Я это понимала, и понимала свои чувства. И совершенно не ощущала себя уступившей, проявившей слабость или тем более использованной. Но и прошлое никуда не делось. И кажется, что тот момент, о котором говорила мама, что мне всё равно придётся однажды решать, наступил. Вот только, не смотря на прошедшее время, я оказалась к этому моменту не готова.
Я молча одевалась, а он стоял у двери, оперевшись спиной о косяк, и наблюдал. Потом подошёл и сел рядом на корточки, так, чтобы зажать мои ноги между своими. Положил локоть мне на колено, подперев кулаком щëку.
— Ты ведь понимаешь, что я тебя не отпущу? — спрашивает, а сам глаз не сводит.
— Да ладно? — хмыкаю в ответ. — Отпуск закончится, и тебе возвращаться обратно в часть. Или тебя комиссовали? Или под сокращение попал?
— Нет, в часть я вернусь ненадолго. С моим допуском секретности из-за всех дел на границе, меня из армии отпустят только глубоким стариком или с прощальным залпом. — Я ещё до поездки знал, что в часть приеду за присвоением звания. В тридцать лет майором буду. И, Дин… Переводят меня. В Москву. Командиром части ставят.
— Вроде, как никто и ничего знать не будет? — опустила я голову. — Всё, там уже сëстры наверное, вернулись.

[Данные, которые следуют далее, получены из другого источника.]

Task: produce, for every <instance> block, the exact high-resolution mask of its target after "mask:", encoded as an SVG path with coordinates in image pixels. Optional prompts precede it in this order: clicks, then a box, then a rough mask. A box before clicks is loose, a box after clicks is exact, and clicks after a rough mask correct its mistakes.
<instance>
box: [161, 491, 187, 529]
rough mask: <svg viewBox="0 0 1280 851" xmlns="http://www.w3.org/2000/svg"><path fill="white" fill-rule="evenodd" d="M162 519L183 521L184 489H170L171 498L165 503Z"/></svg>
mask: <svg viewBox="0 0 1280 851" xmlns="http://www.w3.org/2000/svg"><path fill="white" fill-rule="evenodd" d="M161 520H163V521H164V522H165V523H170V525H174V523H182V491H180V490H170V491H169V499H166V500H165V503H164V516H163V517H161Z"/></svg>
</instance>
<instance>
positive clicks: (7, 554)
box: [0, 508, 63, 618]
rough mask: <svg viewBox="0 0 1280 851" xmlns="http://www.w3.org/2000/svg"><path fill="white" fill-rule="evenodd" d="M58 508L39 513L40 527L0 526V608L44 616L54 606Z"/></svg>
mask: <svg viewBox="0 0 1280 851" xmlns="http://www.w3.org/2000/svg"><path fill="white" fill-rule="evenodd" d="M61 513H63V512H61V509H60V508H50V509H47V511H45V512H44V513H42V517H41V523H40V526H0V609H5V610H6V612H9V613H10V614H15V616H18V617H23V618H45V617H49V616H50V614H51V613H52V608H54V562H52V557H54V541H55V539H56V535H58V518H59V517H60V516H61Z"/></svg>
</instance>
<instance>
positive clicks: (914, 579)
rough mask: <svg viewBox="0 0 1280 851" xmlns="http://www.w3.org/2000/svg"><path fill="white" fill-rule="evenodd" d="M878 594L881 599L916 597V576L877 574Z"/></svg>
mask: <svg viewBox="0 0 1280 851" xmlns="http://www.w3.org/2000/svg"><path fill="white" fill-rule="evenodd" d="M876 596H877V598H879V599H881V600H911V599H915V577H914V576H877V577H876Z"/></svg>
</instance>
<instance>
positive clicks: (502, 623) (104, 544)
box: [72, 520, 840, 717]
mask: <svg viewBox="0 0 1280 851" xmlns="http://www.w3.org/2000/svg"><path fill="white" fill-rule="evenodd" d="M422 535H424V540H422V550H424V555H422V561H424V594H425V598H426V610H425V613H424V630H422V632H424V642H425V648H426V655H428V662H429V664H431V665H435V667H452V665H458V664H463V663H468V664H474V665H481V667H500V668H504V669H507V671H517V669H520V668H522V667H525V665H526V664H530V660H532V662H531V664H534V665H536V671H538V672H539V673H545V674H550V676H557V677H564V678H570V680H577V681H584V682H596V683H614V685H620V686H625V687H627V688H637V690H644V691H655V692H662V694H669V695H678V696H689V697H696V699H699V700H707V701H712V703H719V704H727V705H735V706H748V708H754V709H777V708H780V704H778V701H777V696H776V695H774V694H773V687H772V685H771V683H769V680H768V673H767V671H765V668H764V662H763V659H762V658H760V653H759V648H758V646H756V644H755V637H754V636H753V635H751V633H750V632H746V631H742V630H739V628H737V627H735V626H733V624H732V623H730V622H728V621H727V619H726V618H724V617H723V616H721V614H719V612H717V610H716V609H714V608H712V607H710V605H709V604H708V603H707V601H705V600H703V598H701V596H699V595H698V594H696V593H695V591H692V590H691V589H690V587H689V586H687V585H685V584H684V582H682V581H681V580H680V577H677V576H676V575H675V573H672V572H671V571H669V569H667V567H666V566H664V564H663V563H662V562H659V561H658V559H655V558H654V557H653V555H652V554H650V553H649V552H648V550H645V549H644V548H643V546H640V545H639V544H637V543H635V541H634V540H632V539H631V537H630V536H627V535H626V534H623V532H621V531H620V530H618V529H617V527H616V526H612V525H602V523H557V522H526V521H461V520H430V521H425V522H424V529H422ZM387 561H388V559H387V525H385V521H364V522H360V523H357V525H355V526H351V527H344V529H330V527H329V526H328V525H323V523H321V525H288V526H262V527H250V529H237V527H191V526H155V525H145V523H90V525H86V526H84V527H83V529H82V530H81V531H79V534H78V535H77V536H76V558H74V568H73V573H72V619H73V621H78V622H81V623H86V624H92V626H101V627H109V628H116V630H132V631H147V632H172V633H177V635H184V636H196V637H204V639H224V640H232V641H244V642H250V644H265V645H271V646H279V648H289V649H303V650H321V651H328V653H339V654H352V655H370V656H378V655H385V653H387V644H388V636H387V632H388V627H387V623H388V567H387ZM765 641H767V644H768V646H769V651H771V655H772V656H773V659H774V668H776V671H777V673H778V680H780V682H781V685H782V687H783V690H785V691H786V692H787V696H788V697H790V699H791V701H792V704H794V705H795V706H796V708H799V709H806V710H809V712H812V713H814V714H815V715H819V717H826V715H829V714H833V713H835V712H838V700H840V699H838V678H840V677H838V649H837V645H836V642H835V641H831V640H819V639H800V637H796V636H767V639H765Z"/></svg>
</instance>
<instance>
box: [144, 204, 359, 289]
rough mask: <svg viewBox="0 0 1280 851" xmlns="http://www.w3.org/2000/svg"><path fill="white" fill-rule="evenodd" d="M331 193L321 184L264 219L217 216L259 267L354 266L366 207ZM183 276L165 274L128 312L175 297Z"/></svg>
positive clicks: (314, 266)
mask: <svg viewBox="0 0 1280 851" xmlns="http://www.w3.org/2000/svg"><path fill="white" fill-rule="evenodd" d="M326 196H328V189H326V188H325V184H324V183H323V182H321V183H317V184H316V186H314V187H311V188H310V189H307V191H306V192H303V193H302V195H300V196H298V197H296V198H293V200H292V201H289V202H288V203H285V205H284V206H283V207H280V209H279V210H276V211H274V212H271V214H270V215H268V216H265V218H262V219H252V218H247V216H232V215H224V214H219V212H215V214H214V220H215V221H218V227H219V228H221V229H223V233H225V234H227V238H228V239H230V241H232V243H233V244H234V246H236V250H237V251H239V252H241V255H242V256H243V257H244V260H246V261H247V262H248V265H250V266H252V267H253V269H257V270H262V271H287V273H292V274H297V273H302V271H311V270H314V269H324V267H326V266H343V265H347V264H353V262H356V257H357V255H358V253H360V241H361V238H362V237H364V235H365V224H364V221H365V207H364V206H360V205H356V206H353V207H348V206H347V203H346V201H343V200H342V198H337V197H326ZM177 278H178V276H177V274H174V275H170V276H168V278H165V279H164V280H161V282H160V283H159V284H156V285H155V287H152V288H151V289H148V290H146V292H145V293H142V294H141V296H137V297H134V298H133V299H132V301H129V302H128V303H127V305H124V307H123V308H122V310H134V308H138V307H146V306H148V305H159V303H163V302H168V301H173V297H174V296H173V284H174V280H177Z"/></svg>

— Я провожу, — поднялся он.
Дойти от домика, который снял Генка, до того, где остановились мы короче всего было вернувшись к Шаманке и пройдя вдоль берега к пирсу. Заодно и вид открывался на озеро очень красивый. Только ветер очень мешал. Набрасывался, продувая насквозь зимнее пальто, которое хорошо мне служило в холода на Кубани, но оказалось слишком лёгким для января на Байкале. Очередной порыв заставил зажмуриться и крепче прижать к шее ворот.
— Давай переждëм, — развернул меня Гена так, чтобы ветер дул ему в спину, а я была со всех сторон от ветра загорожена.

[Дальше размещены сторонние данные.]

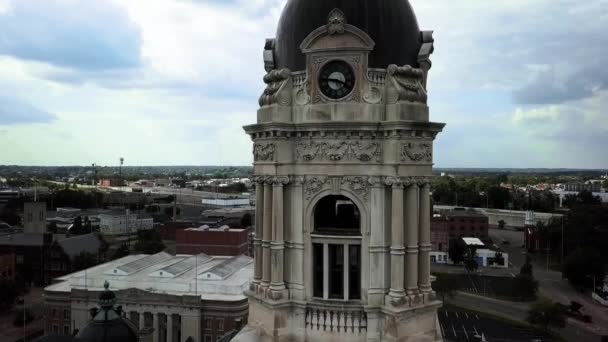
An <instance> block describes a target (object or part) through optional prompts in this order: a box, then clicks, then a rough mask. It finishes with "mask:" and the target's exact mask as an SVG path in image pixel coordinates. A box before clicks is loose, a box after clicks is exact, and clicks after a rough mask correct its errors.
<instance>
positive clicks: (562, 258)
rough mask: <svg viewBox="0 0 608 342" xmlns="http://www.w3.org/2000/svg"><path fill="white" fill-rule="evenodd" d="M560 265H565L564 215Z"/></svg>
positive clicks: (562, 223) (562, 222)
mask: <svg viewBox="0 0 608 342" xmlns="http://www.w3.org/2000/svg"><path fill="white" fill-rule="evenodd" d="M560 264H561V265H563V264H564V214H562V257H561V260H560Z"/></svg>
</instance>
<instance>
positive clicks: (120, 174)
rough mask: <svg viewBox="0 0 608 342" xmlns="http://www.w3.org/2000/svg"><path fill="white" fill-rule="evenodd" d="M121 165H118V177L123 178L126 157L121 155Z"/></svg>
mask: <svg viewBox="0 0 608 342" xmlns="http://www.w3.org/2000/svg"><path fill="white" fill-rule="evenodd" d="M119 160H120V166H119V167H118V177H120V178H121V179H122V164H124V162H125V158H123V157H120V159H119Z"/></svg>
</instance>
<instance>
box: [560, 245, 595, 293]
mask: <svg viewBox="0 0 608 342" xmlns="http://www.w3.org/2000/svg"><path fill="white" fill-rule="evenodd" d="M562 275H563V276H564V278H567V279H568V281H569V282H570V284H572V286H574V287H576V288H583V287H591V285H592V284H593V279H594V278H595V279H604V260H602V256H601V254H600V252H599V251H598V250H596V249H595V248H593V247H584V248H578V249H576V250H575V251H574V252H572V253H570V254H569V255H568V256H567V257H566V260H565V261H564V265H563V268H562Z"/></svg>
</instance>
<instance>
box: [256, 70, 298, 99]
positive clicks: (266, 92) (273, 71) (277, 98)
mask: <svg viewBox="0 0 608 342" xmlns="http://www.w3.org/2000/svg"><path fill="white" fill-rule="evenodd" d="M290 81H291V71H289V69H280V70H271V71H270V72H268V73H267V74H266V75H265V76H264V83H266V89H265V90H264V93H262V96H260V101H259V102H260V107H264V106H271V105H273V104H279V105H281V106H289V105H291V90H292V89H291V88H292V87H291V82H290Z"/></svg>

Генка скрестил свои ручищи у меня под грудью, и упёрся подбородком в мой затылок. Впереди сверкал льдом в лучах уже начавшего путь к горизонту солнца Байкал. Даже набегающие время от времени тучи не могли закрыть небо. Вокруг с гудением и прорывающимся свистом выл ветер, а мне было тепло.
— Зачем? Вот зачем, Ген? — вырвалось у меня.

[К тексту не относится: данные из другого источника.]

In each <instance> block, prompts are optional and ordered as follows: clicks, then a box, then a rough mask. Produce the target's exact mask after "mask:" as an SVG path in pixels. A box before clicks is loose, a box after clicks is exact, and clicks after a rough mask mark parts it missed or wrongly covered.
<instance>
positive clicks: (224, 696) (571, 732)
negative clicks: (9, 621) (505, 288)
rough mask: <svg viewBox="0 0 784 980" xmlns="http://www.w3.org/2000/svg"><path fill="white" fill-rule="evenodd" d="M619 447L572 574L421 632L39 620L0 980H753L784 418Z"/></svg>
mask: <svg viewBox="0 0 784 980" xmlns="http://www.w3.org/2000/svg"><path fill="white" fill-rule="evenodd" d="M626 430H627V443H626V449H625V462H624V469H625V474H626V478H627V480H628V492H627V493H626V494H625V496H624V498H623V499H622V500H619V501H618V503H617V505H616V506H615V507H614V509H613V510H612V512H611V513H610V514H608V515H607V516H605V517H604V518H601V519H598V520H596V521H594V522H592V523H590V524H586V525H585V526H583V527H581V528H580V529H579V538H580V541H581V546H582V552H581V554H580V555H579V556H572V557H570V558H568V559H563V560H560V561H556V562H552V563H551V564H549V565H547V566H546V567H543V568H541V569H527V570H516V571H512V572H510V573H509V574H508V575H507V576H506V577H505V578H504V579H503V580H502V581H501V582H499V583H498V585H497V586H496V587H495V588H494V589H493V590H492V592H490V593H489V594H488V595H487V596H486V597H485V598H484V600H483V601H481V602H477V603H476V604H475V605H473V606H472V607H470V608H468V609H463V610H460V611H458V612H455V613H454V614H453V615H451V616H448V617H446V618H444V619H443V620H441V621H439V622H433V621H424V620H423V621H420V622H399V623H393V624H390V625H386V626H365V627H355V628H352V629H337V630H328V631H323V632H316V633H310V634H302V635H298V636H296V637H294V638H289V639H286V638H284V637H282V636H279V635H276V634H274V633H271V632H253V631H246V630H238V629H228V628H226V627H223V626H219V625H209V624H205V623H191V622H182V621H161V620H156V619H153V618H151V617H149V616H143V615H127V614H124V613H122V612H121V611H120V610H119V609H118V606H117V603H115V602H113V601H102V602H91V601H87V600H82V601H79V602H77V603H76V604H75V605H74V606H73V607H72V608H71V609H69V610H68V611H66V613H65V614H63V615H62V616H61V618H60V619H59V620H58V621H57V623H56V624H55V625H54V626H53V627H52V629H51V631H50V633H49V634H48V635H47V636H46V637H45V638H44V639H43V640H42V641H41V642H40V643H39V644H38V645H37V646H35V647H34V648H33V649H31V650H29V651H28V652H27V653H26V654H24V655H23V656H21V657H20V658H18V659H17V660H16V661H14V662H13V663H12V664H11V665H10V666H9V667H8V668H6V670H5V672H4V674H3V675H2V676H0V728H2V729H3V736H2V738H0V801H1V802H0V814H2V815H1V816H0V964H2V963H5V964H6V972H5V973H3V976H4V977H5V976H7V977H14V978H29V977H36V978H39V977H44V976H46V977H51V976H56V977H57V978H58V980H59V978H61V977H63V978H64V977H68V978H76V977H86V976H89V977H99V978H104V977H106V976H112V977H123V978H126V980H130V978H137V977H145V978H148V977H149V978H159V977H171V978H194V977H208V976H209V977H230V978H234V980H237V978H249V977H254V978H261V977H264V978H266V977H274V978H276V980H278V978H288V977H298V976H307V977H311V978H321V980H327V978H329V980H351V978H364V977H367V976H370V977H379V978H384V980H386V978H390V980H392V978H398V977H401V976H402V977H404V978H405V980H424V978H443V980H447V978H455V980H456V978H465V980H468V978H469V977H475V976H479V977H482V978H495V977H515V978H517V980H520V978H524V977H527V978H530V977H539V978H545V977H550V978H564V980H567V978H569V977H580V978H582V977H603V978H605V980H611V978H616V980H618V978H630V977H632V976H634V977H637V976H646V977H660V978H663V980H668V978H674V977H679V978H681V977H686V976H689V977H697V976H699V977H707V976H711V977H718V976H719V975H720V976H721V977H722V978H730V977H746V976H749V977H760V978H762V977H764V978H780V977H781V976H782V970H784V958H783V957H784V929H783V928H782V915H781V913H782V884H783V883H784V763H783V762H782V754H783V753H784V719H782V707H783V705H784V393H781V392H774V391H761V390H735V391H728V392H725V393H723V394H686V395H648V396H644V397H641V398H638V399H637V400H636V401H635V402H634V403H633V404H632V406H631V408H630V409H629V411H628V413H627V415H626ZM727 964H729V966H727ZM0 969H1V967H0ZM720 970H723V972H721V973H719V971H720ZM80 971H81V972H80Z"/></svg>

— Устал, потерял веру, а потом глаза открыл, а уже в трясине по уши, и выбраться невозможно, — он прекрасно понял о чём я спрашиваю. — Я влюбился в тебя ещё в школе, просто понял однажды, что соседка по парте, язва, зазнайка и драчунья мне не просто нравится. И что я готов тебя бесконечно выводить из себя, лишь бы всё твоё внимание было сосредоточено только на мне. А я для тебя был только Генкой, соседом и другом, с которым можно даже ухажёров своих обсудить и тех, кто тебе самой нравился. Ты же во мне парня никогда не видела, даже когда тебе уже твоя мама прямым текстом сказала и то не помогло. А потом, это я решил, что ты со мной встречаешься, я поставил тебя перед фактом, что мы женимся. И непонятно, а нужен я тебе вообще был или нет? Мне казалось, что ты просто привыкла, просто был сосед, одноклассник, друг, ну а вот теперь муж. Да и вроде женаты, а у тебя вечно дела, вечно какие-то занятия, просто со мной побыть и времени нет. Всегда есть что-то важнее. То собрания, то лекции. Дин, ты ведь мне о беременности и то, запиской сообщила. Как сейчас помню: «макароны отварила, за сосисками сходить не успела. Потри сыр. Буду поздно. И да, была у врача, я беременна».